Amianto e alta velocità, gli archeologi: tremila operai e specialisti a rischio

Il presidente Cevoll: «Troppi veleni nel cantieri, presto un dossier».
L`oncologo Marfella: «Rifiuti tossici anche nelle tombe sannite, bonifiche all`acqua di rose».
2 dicembre 2012 - Raffaele Nespoli
Fonte: Corriere del Mezzogiorno

NAPOLI — Sono circa tremila gli operai e gli archeologi che in questi anni sono stati impegnati per gli scavi preliminari della Tav sulla tratta Roma-Napoli. «Uomini e donne spiega Tsao Cevoli, presidente dell`associazione nazionale archeologi - che potenzialmente sono entrati in contatto con l`amianto sepolto illegalmente sul territorio campano e potrebbero essere a rischio». Così, dopo la scomparsa dell`archeologa Marisa Mastroroberto, torna l`allarme amianto tra gli addetti ai lavori che da anni sollevano il problema degli sversamenti di rifiuti tossici nei siti demaniali. «Il caso Pompei - continua Cevoli - è arrivato alla ribalta delle cronache per l`importanza del sito, ma è solo una goccia. lo stesso ho più volte lavorato sulla tratta dell`alta velocità trovando sotto terra ogni genere di rifiuto.
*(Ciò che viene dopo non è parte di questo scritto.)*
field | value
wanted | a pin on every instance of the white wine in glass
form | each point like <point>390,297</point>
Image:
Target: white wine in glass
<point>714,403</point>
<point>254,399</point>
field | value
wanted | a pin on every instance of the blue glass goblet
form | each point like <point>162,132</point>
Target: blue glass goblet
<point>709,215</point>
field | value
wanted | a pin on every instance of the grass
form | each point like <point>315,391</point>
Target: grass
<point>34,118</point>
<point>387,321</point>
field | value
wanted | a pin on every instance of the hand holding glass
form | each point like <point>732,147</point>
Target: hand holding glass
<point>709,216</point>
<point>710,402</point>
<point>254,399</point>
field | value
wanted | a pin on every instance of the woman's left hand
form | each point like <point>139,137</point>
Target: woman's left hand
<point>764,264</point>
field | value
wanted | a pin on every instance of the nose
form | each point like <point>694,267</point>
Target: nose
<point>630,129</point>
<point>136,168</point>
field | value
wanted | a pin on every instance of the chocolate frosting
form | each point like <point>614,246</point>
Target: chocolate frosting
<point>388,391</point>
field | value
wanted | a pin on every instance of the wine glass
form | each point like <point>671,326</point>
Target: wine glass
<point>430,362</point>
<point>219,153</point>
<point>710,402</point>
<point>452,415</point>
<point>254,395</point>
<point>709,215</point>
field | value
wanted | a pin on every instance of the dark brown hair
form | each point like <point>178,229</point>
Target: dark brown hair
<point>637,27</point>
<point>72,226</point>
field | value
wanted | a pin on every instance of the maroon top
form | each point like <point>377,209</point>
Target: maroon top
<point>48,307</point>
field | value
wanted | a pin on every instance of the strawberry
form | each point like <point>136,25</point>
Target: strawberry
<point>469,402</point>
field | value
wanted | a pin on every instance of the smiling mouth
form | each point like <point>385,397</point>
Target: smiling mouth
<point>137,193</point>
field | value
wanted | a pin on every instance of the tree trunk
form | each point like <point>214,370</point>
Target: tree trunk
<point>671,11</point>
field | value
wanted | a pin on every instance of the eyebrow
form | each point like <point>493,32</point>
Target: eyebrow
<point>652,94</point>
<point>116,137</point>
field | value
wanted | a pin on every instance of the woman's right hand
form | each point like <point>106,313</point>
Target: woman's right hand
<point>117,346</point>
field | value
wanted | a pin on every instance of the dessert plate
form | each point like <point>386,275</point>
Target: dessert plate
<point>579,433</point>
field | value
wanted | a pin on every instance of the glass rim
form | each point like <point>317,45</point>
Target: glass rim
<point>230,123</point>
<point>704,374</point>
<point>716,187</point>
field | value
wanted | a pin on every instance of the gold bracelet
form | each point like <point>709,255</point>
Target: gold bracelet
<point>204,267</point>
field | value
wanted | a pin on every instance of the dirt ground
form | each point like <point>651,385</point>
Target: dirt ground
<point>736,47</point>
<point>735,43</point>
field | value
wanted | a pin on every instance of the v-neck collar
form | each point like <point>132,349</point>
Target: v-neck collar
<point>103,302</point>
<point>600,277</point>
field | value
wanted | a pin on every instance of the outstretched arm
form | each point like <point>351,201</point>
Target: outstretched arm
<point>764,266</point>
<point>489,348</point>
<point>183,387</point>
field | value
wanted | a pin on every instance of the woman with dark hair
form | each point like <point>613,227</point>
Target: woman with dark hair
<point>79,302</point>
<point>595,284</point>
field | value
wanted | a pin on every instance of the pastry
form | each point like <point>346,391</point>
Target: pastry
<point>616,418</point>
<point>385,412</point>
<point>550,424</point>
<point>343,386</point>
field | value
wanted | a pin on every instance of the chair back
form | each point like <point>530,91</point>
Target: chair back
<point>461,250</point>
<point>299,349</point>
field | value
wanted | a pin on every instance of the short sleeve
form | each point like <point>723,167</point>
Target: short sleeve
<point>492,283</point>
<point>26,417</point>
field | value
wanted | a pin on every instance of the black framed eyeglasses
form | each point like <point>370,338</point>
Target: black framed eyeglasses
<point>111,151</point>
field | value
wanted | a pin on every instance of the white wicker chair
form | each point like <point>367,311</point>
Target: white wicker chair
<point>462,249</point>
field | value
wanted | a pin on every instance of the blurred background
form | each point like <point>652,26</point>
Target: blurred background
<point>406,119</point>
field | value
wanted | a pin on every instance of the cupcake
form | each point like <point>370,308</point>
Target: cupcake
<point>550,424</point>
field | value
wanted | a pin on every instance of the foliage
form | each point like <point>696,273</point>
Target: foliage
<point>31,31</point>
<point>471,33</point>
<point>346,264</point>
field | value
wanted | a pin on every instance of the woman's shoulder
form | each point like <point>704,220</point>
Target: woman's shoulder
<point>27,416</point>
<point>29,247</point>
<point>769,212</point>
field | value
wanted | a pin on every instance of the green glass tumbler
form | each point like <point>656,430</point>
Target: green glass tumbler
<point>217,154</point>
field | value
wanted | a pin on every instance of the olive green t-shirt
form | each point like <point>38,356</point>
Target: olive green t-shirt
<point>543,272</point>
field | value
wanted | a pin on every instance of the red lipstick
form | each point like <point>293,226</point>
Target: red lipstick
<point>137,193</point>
Nei prossimi anni potremmo avere un lungo elenco di morti di Tav». E la cosa che veramente inquieta è la frequenza con la quale gli esperti sono imbattuti in siti pericolosi e ciò che dopo sarebbe accaduto. «Più di una volta - prosegue Cevoli - ci siamo dovuti fermare per consentire l`intervento delle autorità. La mia opinione è che in molti di questi luoghi si sia proceduto con bonifiche più formali che sostanziali per consentire la ripresa dei lavori. Di recente, purtroppo, è morto un nostro collega neanche quarantenne, stroncato da un male incurabile ai polmoni». Nessuno ha mai censito le morti sospette, ma il timore tra i giovani archeologi è palpabile. Anche perché nelle università non viene insegnato come riconoscere rifiuti cancerogeni e pericolosi e come maneggiarli. Sulla gravita del problema non ha dubbi Antonio Martella, oncologo del Pascale. «Per la camorra questi luoghi sono perfetti perché poco controllati. Quando poi le sostanze tossiche e cancerogene tornano alla luce il problema dello smaltimento ricade sullo Stato o gli Enti locali. Per esperienza posso dire che nei dintorni di Acerra, nelle tombe dei soldati massacrati dal console Marco Corvo nella Seconda guerra sannitica e sepolti nelle fosse comuni dell`antica città di Suessola, ci sono ancora oggi centinaia di fusti di diossina. Proprio in quelle zone sono stati spesi circa 50 milioni per monitoraggi sull`erba, avrebbero fatto meglio a controllare nelle tombe, depredate, dei sanniti». Per stimolare le autorità gli archeologi presenteranno un dossier su queste «morti bianche» atipiche.